Unique Protocol Identification Number
NCT00248547
Brief Title
Aprepitant in Preventing Nausea and Vomiting in Patients Who Are Undergoing a Stem Cell Transplant
Official Title
A Pilot Study of Aprepitant vs. Placebo Combined With Standard Antiemetics for the Control of Nausea and Vomiting During Hematopoietic Cell Transplatation(HCT)
Study Type
Interventional

2. Study Status

Record Verification Date
May 2017
Overall Recruitment Status
Completed
Study Start Date
May 2004 (undefined)
Primary Completion Date
January 2009 (Actual)
Study Completion Date
January 2009 (Actual)

3. Sponsor/Collaborators

Responsible Party, by Official Title
Principal Investigator
Name of the Sponsor
OHSU Knight Cancer Institute

4. Oversight

Data Monitoring Committee
Yes

5. Study Description

Brief Summary
RATIONALE: Antiemetic drugs, such as aprepitant, ondansetron, and dexamethasone, may help lessen or prevent nausea and vomiting in patients undergoing a stem cell transplant. PURPOSE: This randomized clinical trial is studying aprepitant, ondansetron, and dexamethasone to see how well they work compared to placebo, ondansetron, and dexamethasone in preventing nausea and vomiting in patients who are undergoing a stem cell transplant.
Detailed Description
OBJECTIVES: Primary Compare the efficacy of standard antiemetic therapy comprising ondansetron and dexamethasone combined with either aprepitant or placebo in controlling nausea and vomiting, as determined by the number of retch/emesis-free days, in patients undergoing hematopoietic stem cell transplantation.
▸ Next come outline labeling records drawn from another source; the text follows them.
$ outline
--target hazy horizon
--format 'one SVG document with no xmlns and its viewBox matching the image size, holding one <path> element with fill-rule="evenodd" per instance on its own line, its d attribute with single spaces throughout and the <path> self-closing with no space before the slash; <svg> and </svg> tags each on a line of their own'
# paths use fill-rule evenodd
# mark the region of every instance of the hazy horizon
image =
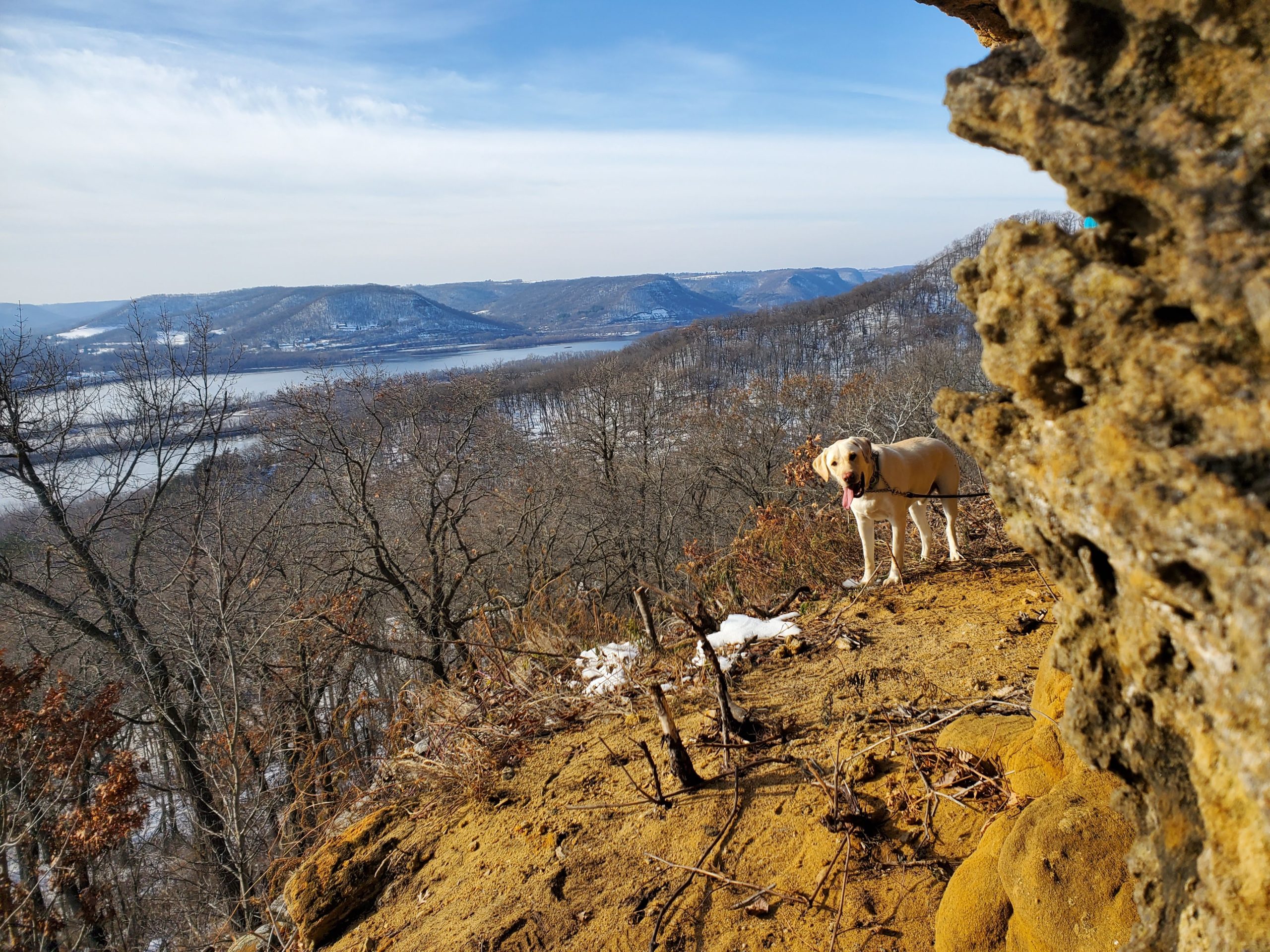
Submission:
<svg viewBox="0 0 1270 952">
<path fill-rule="evenodd" d="M 18 0 L 0 300 L 893 267 L 1064 207 L 947 133 L 986 51 L 909 6 Z"/>
</svg>

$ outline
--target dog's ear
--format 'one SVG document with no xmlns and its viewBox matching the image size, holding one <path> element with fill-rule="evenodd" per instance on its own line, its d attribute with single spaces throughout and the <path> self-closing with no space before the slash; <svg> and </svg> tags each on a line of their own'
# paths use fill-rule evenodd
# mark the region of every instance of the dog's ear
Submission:
<svg viewBox="0 0 1270 952">
<path fill-rule="evenodd" d="M 829 481 L 829 461 L 824 456 L 827 452 L 827 449 L 822 449 L 820 454 L 812 461 L 812 468 L 826 482 Z"/>
</svg>

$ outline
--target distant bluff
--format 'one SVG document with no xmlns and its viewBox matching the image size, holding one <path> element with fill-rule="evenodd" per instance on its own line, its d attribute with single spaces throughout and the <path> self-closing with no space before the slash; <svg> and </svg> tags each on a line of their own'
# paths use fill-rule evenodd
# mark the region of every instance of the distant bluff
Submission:
<svg viewBox="0 0 1270 952">
<path fill-rule="evenodd" d="M 1002 392 L 937 407 L 1062 584 L 1064 736 L 1137 826 L 1133 948 L 1270 948 L 1270 5 L 922 1 L 994 46 L 949 77 L 952 131 L 1097 221 L 1005 222 L 960 268 Z"/>
</svg>

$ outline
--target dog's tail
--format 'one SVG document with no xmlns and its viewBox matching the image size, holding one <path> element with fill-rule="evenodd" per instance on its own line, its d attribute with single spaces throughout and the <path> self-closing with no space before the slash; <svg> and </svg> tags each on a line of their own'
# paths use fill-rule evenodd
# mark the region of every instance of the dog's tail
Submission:
<svg viewBox="0 0 1270 952">
<path fill-rule="evenodd" d="M 961 489 L 961 467 L 956 465 L 956 456 L 954 456 L 951 447 L 942 442 L 941 446 L 944 452 L 940 453 L 940 470 L 931 493 L 937 493 L 941 496 L 955 496 Z"/>
</svg>

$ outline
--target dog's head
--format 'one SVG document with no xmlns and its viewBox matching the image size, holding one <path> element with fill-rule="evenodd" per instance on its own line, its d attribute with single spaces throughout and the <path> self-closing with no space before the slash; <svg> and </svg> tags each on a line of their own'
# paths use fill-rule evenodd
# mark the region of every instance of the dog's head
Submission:
<svg viewBox="0 0 1270 952">
<path fill-rule="evenodd" d="M 831 479 L 838 481 L 842 486 L 842 508 L 846 509 L 872 479 L 872 443 L 864 437 L 839 439 L 812 461 L 812 468 L 826 482 Z"/>
</svg>

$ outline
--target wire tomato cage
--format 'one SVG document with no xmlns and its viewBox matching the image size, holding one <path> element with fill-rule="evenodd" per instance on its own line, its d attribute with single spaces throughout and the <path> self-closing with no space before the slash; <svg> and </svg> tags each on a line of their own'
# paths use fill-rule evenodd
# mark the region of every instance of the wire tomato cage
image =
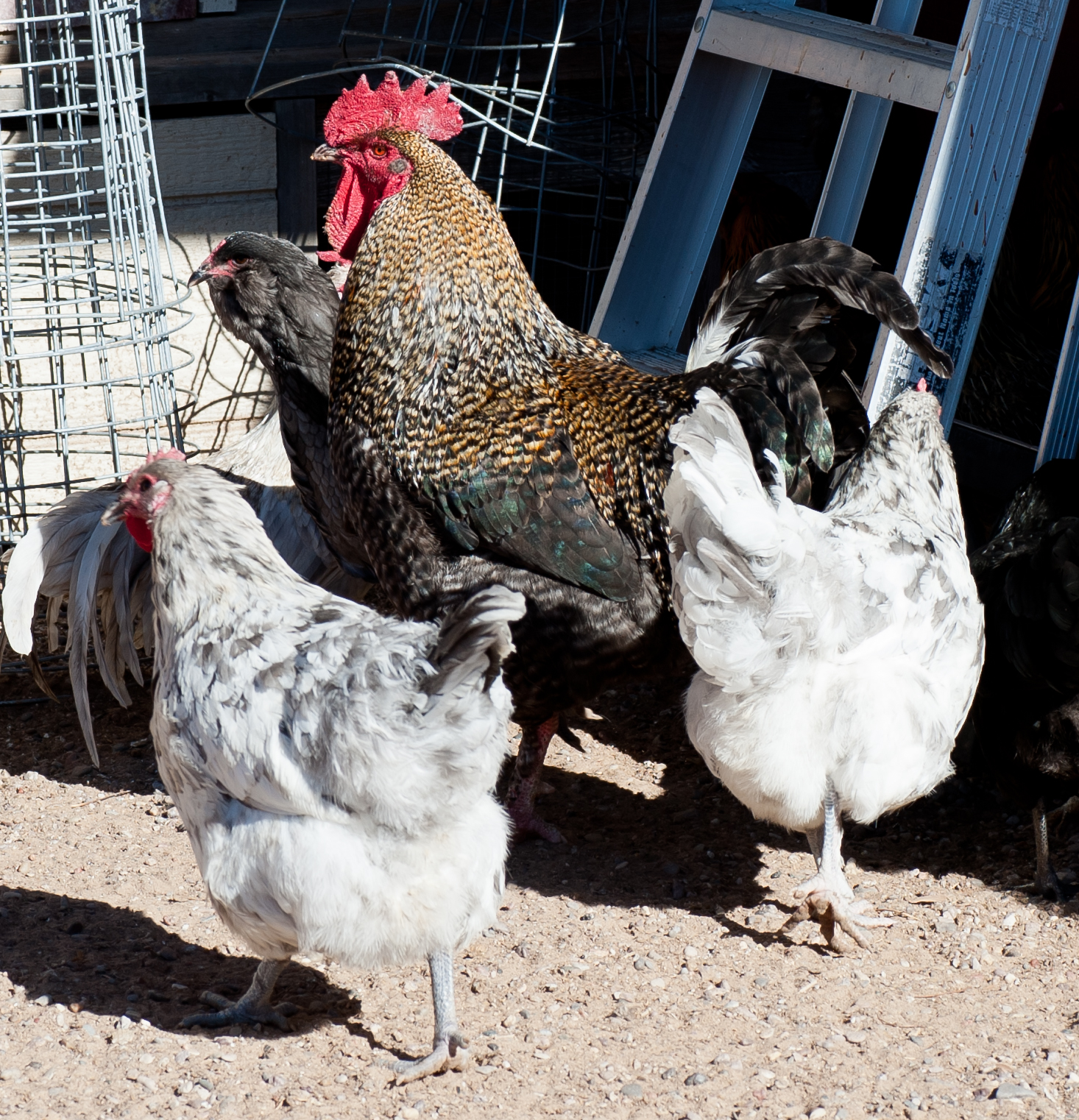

Secondary Determine the safety of aprepitant in these patients. Compare nausea, appetite, taste changes, nutritional intake, and mucositis in patients treated with these regimens. Determine the pharmacokinetics of cyclophosphamide, carboxyethylphosphoramide mustard, hydroxycyclophylamide, and aprepitant in these patients. OUTLINE: This is a randomized, placebo-controlled, single-blind, pilot study. Patients are randomized to 1 of 2 treatment arms. Arm I: Beginning on the first day of conditioning chemotherapy, patients receive oral aprepitant once daily and standard antiemetic therapy comprising oral or IV ondansetron and oral dexamethasone. Arm II: Patients receive oral placebo once daily and standard antiemetic therapy as in arm I. In both arms, treatment continues until day 4 after stem cell transplant in the absence of unacceptable toxicity. After completion of study therapy, patients are followed until day 18. PROJECTED ACCRUAL: A total of 40 patients (20 per treatment arm) will be accrued for this study.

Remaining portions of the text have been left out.